00.23 u. Een flard van The Streets, ‘Fit But You Know It’ gehoord, als van een auto die voorbijrijdt of een deur die open- en weer dichtgaat; dan is het geluid weer weg. Gedempte dance-muziek uit de Bar None. Weer gewacht. Weer niets. Toch weet ik zeker dat ik gelijk heb. Moordenaar zal opnieuw toeslaan en als dat een week later op dezelfde plek gebeurt, staan we mooi voor paal!
Samenvatting: Tot twee uur gebleven, maar er is niets gebeurd. Toen het een halfuur lang stil was in de stad en het duidelijk was dat moordenaar noch slachtoffer vannacht deze kant op zou komen, besloten de surveillance voor vanavond te beëindigen.

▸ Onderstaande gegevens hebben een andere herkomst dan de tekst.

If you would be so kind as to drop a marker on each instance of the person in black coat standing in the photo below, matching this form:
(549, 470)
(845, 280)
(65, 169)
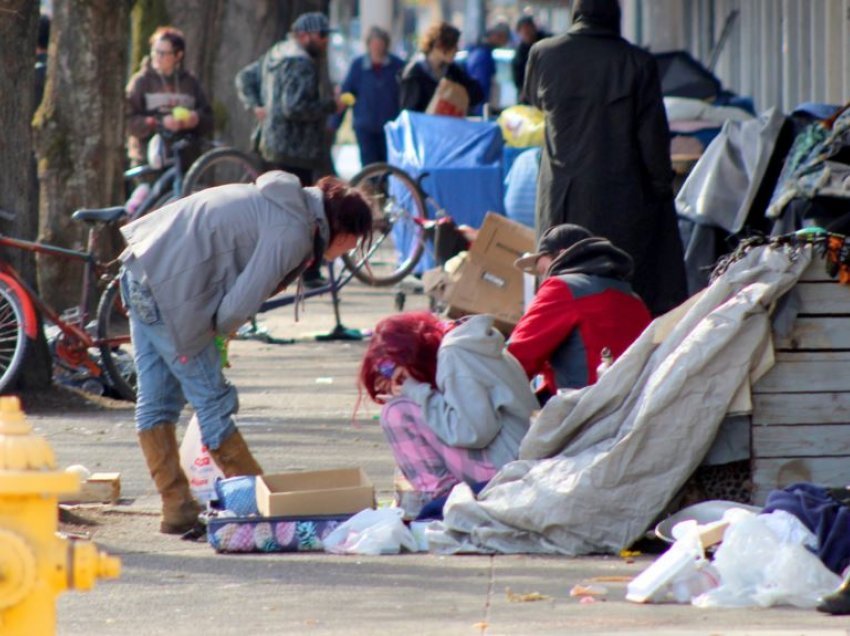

Banks’ vermoeden dat Templeton op eigen houtje de Maze in de gaten had gehouden, klopte dus. Gezien de moord op de jonge agent was dit niet meer dan een schrale troost, maar toch. Banks keek nog eenmaal de flat rond, deed de voordeur op slot en keerde met het notitieblok onder zijn arm terug naar het bureau.
Het was een lange rit naar Eastvale en Annie was er niet helemaal van overtuigd dat het ook de moeite waard was, maar wat Banks haar via de telefoon had verteld, intrigeerde en verontrustte haar. Ze was toch al niet van plan geweest om na Keith McLarens telefoontje weer in bed te kruipen, hoe moe ze zich ook voelde, en nu reed ze dus op zondagochtend in alle stilte zonder oponthoud over de kronkelende wegen tussen de heidevelden door. De zon had de mist inmiddels volledig verjaagd en het was een frisse, heldere lentedag.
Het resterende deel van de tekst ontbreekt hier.